A 1 mm sheet was used, and the tensile strength was measured using a 2 mm thick sheet. The results of these measurements are shown in Table 2 together with the quality of the workability during sheet formation.

[0016]

[Table 2] As is clear from the results in Table 2, the semiconductive rubber compositions of Examples have low Mooney viscosity, good moldability, and have an appropriate volume resistivity value and a sufficiently large tensile strength. have. In particular, when this rubber composition is used as a semiconductive layer of a molded connector such as a cable connector, it is desirable that the Mooney viscosity ML _{1 + 4} (100 ° C.) be 45 or less, and if it is higher than this value. Although the flowability at the time of processing is poor and there is a risk of causing back riding and poor appearance, the semiconductive rubber compositions obtained in Examples 1 to 3 have sufficiently low viscosities of 25 to 40 and are extremely molded. It's easy. Further, the value of the volume resistivity is set to 10 so that it can function as an electric field relaxation in the long term as a semiconductive layer.
^The tensile strength is preferably ⁴ Ω · cm or less, and the tensile strength is preferably 0.98 MPa or more in order to prevent electric discharge, dielectric breakdown, and invasion of foreign matter and moisture, but the semiconductive rubbers of Examples 1 to 3 are used.

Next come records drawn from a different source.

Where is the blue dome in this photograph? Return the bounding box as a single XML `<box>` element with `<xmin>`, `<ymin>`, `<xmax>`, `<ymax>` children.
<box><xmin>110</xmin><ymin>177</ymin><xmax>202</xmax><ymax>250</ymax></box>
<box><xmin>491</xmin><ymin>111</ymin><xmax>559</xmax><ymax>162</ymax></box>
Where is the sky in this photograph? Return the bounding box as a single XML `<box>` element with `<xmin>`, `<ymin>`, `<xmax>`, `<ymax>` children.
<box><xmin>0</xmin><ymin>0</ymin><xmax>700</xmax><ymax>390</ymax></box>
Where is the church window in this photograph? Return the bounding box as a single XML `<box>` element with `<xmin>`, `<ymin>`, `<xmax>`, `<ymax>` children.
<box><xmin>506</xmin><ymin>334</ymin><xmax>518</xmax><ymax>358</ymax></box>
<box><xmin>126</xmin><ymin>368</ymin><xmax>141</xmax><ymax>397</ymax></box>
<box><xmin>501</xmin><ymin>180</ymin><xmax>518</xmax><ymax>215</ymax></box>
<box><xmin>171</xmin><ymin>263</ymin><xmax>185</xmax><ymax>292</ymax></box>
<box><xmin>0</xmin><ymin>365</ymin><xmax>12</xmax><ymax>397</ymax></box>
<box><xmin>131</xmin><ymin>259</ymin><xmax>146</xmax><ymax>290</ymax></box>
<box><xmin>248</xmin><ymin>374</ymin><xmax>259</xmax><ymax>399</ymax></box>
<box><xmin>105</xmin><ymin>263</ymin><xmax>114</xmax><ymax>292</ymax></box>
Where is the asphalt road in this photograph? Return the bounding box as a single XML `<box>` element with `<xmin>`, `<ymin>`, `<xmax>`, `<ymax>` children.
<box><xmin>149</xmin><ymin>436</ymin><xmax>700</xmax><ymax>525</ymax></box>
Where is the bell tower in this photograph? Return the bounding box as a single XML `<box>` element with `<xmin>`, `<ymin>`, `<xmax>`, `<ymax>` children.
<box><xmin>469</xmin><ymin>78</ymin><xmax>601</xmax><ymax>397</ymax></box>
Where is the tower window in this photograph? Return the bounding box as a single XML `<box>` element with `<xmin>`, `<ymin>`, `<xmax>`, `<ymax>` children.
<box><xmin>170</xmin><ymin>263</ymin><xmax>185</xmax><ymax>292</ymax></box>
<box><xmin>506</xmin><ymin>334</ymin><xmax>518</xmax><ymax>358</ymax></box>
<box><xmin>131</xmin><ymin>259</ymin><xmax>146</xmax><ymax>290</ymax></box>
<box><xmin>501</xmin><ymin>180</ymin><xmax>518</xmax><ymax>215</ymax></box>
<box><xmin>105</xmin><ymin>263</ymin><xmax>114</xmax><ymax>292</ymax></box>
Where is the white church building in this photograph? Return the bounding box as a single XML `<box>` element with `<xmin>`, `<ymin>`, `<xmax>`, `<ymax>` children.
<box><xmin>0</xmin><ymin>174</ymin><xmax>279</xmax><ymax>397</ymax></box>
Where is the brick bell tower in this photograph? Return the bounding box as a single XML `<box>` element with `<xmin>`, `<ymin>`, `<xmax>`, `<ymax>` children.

The composition can sufficiently satisfy these requirements, and is suitable as a semiconductive layer of a molded connector.

[0017]

As described above, since the semiconductive rubber composition of the present invention has a low Mooney viscosity and is easy to mold, it is not necessary to add a large amount of a softening agent and the dimensional stability is improved. It has excellent strength and good semiconductivity. Therefore, it is suitable as a composition for forming a semiconductive layer of a rubber mold connector in a connection portion of a power cable or the like.

[0018]

Claims (3)

[Claims] 1. A conductive carbon having a low iodine adsorption amount and a low oil absorption amount in 100 parts by weight of a base rubber composed of an ethylene propylene rubber having a Mooney viscosity of 20 to 60 and an ethylene propylene rubber having a Mooney viscosity of 5 to 15. black
A semiconductive rubber composition, characterized by being mixed in an amount of 50 to 80 parts by weight. 2. The compounding ratio of the ethylene propylene rubber having a Mooney viscosity of 20 to 60 and the ethylene propylene rubber having a Mooney viscosity of 5 to 15 is in the range of 1: 1 to 1: 9. Semi-conductive rubber composition. 3. The semiconductive rubber composition according to claim 1, wherein the conductive carbon black has an iodine adsorption amount of 80 mg / g or less and a DBP oil absorption amount of 170 ml / 100 g or less.